Starring Matt Damon and comprised of distinct storylines, this engaging meditation on matters metaphysical focuses on three lives and their flirtations with the other side. A near-death experience, courtesy of a spectacularly realised tsunami, is the catalyst that has left successful Paris-based broadcaster Marie (Cecile de France) convinced she's had an audience with the afterlife.
Meanwhile, in San Francisco, factory-worker and retired psychic George Lonegan (Damon) is struggling to adhere to the decision that saw him reject his "gift" for contacting the departed. Burnt-out, alone and disillusioned -- but under pressure from his brother to return to the psychic stage, George is a monument to procrastination.
At the same time in London, the life of young boy, Marcus (played alternately by Frankie and George McLaren) takes a turn for the heartbreaking as a result of the sudden death of his twin. Destiny has its day and the paths of these three characters cross.
It would be easy to dismiss this affair as another inconsequential addition to the I-see-dead-people genre, but to do so would be unfair. Enjoyment levels are predicated on how open one is to the esoteric nature of the subject matter but it's undeniable that Eastwood has delivered a compelling, unpatronising piece. Kierkegaard it ain't, but those in the mood for thought-provoking movie-making are unlikely to be disappointed.

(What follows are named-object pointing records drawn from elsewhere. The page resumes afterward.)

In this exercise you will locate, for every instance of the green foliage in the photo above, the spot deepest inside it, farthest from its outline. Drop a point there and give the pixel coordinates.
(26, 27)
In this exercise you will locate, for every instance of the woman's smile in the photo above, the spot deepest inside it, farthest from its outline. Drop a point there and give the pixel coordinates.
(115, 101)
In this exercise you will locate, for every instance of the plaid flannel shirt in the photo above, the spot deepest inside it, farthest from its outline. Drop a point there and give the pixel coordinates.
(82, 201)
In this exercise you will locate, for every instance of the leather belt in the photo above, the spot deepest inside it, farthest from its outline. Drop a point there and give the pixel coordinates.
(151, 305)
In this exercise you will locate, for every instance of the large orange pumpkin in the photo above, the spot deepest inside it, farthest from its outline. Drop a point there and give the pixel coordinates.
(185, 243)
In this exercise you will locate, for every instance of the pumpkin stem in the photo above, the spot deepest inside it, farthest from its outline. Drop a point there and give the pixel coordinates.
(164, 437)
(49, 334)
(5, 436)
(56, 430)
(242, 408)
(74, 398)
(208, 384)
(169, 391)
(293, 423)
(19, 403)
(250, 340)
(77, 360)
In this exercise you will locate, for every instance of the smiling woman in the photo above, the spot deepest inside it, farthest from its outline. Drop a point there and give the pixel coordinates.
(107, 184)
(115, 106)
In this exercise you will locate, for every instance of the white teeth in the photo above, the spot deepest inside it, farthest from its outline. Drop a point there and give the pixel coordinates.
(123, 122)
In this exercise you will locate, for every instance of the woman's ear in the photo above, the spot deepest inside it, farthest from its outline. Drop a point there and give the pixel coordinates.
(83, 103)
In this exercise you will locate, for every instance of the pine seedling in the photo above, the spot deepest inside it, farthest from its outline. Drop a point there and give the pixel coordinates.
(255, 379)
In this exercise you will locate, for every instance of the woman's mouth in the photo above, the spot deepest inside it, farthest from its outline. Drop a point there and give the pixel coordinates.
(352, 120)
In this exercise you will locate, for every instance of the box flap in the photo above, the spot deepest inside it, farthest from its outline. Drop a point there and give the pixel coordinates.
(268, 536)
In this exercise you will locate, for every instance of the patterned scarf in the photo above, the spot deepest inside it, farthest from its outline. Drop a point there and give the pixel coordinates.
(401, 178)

BECCA (Nicole Kidman ) and Howie (Aaron Eckhart) seem to live a lovely life in a lovely home, but they are coping with the death of their four-year-old son very differently.
Howie seeks comfort; Becca rejects it. He needs warmth; she milks the fact that she can get away with anything as a grieving mother. Grief has made her mean.
A chance encounter with the boy who accidentally killed their son opens a door. Howie tries group therapy. They move further apart -- but love, romantic, maternal, filial, is a powerful beast.
The performances are very good in a story that revolves around the dynamics of Kidman's character's relationships in a claustrophobic study of grief and guilt vs love.
Rabbit Hole, apapted from the Pulitzer-winning play, is one for fans of emotional studies and narrative technique and although ultimately uplifting, it is still essentially a sad film, so bring tissues.